Forces loyal to the rebel government in eastern Libya on Tuesday threatened to disrupt any oil consignment that would approach the Libyan coast for a transaction with the Government of National Unity (GNA).
The rebels said they would not allow any oil business between the Fayyez Al Sarraj led government without their prior agreement.
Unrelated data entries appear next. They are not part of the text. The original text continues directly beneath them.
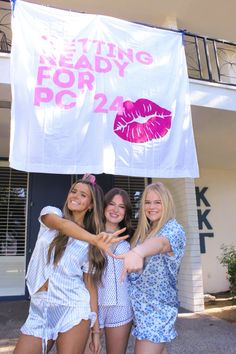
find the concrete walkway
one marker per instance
(198, 333)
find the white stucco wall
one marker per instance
(221, 195)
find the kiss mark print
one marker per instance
(142, 121)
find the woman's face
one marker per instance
(153, 206)
(115, 210)
(79, 198)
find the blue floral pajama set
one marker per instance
(153, 292)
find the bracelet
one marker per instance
(133, 250)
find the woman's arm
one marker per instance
(133, 260)
(69, 228)
(94, 345)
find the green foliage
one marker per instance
(228, 260)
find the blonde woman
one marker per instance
(153, 264)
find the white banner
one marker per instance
(97, 94)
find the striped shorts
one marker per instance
(46, 320)
(114, 316)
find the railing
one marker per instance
(208, 59)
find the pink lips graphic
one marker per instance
(142, 121)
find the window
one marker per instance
(13, 197)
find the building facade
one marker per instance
(205, 206)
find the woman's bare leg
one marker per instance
(117, 338)
(73, 341)
(145, 346)
(28, 345)
(31, 345)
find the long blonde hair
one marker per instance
(144, 229)
(93, 223)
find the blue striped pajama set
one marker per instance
(67, 300)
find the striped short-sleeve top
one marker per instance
(65, 280)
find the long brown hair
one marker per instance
(93, 223)
(126, 222)
(144, 230)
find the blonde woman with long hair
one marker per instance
(63, 272)
(153, 265)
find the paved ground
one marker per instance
(198, 333)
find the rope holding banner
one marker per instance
(13, 3)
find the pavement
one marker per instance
(198, 333)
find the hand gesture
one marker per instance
(104, 240)
(133, 262)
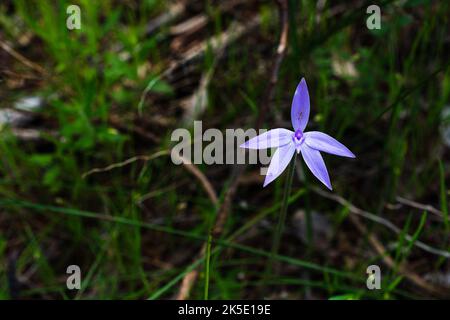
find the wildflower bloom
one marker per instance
(309, 144)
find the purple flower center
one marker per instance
(298, 135)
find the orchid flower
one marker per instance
(309, 144)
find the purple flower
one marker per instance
(309, 144)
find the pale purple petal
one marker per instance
(314, 161)
(279, 162)
(323, 142)
(300, 106)
(271, 139)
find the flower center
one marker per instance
(298, 135)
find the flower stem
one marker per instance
(207, 263)
(283, 211)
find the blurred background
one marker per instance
(85, 122)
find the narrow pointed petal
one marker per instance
(279, 162)
(315, 163)
(323, 142)
(271, 139)
(300, 106)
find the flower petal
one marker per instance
(270, 139)
(314, 161)
(300, 106)
(279, 162)
(323, 142)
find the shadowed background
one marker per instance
(85, 123)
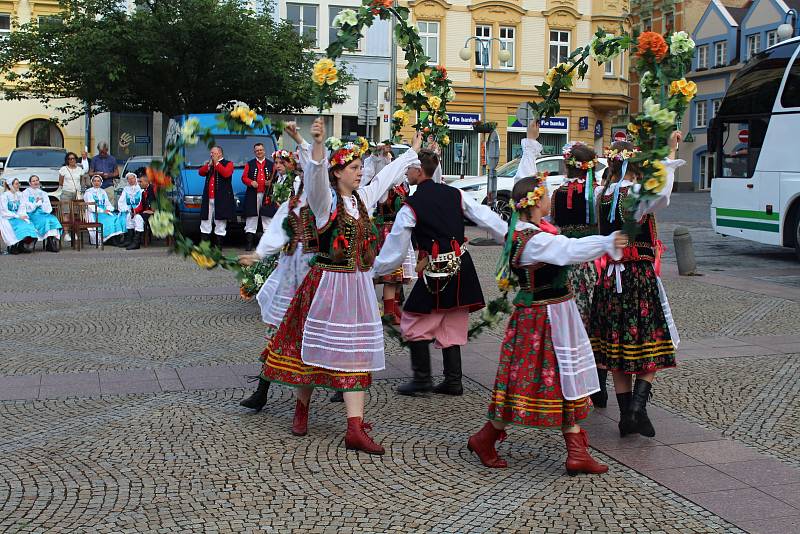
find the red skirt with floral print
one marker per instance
(527, 390)
(282, 356)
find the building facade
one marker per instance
(538, 34)
(727, 36)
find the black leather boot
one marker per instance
(421, 367)
(638, 418)
(136, 242)
(624, 401)
(258, 399)
(451, 360)
(600, 399)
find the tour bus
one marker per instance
(237, 148)
(755, 140)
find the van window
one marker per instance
(755, 88)
(791, 91)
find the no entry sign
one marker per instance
(744, 136)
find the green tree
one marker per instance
(172, 56)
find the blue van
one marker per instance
(189, 184)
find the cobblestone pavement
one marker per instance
(192, 460)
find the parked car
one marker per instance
(477, 186)
(137, 165)
(42, 161)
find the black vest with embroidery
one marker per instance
(355, 237)
(539, 283)
(643, 248)
(571, 222)
(439, 228)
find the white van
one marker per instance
(755, 139)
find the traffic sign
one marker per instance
(744, 136)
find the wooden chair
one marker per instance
(79, 215)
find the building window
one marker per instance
(40, 132)
(720, 54)
(559, 47)
(507, 38)
(753, 45)
(429, 35)
(702, 57)
(483, 47)
(772, 38)
(303, 18)
(333, 33)
(715, 104)
(700, 114)
(669, 22)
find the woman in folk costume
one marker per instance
(332, 335)
(18, 232)
(632, 330)
(130, 198)
(546, 369)
(40, 213)
(102, 211)
(293, 233)
(573, 212)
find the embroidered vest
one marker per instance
(540, 283)
(644, 246)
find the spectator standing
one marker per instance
(105, 165)
(218, 204)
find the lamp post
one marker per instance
(788, 29)
(485, 44)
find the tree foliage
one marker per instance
(172, 56)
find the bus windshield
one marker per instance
(236, 148)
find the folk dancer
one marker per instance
(573, 212)
(632, 329)
(40, 213)
(546, 369)
(293, 233)
(16, 229)
(332, 335)
(218, 205)
(448, 288)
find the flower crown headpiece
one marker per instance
(285, 155)
(619, 155)
(344, 153)
(570, 160)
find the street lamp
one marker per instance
(504, 55)
(787, 29)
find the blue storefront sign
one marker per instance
(555, 123)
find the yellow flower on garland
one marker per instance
(325, 72)
(403, 116)
(203, 261)
(416, 84)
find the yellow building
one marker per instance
(27, 122)
(539, 34)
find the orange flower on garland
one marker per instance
(158, 179)
(654, 43)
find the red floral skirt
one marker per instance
(527, 390)
(282, 356)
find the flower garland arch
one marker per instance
(427, 89)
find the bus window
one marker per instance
(755, 88)
(740, 146)
(791, 91)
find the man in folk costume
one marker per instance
(448, 288)
(218, 203)
(255, 176)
This is despite the fact that the GNA is the only internationally recognized governing authority.
“We will not allow the export of Libyan oil except through the NOC in Benghazi and we will strike any ship approaching the coast of Libya without prior approval of the NOC in Benghazi,” General Abdel Razzak al-Nadhouri, Chief of Staff of the forces loyal to the Eastern authorities warned.
We will not allow the export of Libyan oil except through the NOC in Benghazi and we will strike any ship approaching the coast of Libya without prior approval of the NOC in Benghazi.
This warning, he said, is “a response to the agreement between (Martin) Kobler, the UN representative in Libya and (Ibrahim) al-Jadhran, chief of Oil Installations Guards (GIP)’‘.
Following a meeting a week ago with Martin Kobler, Ibrahim al-Jadhran announced the imminent reopening of two major oil terminals, al-Sidra and Ras Lanuf, which were closed because of attacks by the Islamic State (IS) insurgents in early 2016.
The GIP, responsible for the protection of key oil terminals of the country have joined forces with troops loyal to the Tripoli based GNA in fighting IS in their stronghold of Sirte (450 km east of Tripoli).
The GNA aims to revive the oil sector whose income is vital to the Libyan economy after the slump in production following the chaos in the country since the overthrow of longtime ruler Muhammad al Gaddafi in 2011.
The Libyan energy sector is managed by the National Oil Company (NOC) which split into two rival branches. The ‘official’ outfit is based in the capital and reports to the GNA. Its rival is installed in Benghazi (1,000 km east of Tripoli) and remains close to unrecognized authorities who refuse to cede power to the GNA.
The two rival branches of the NOC announced their merger on July 3, but nothing concrete has been implemented. In a statement on Tuesday, the NOC in Tripoli called for the oil and gas sector in Libya to be “kept out of political conflicts.”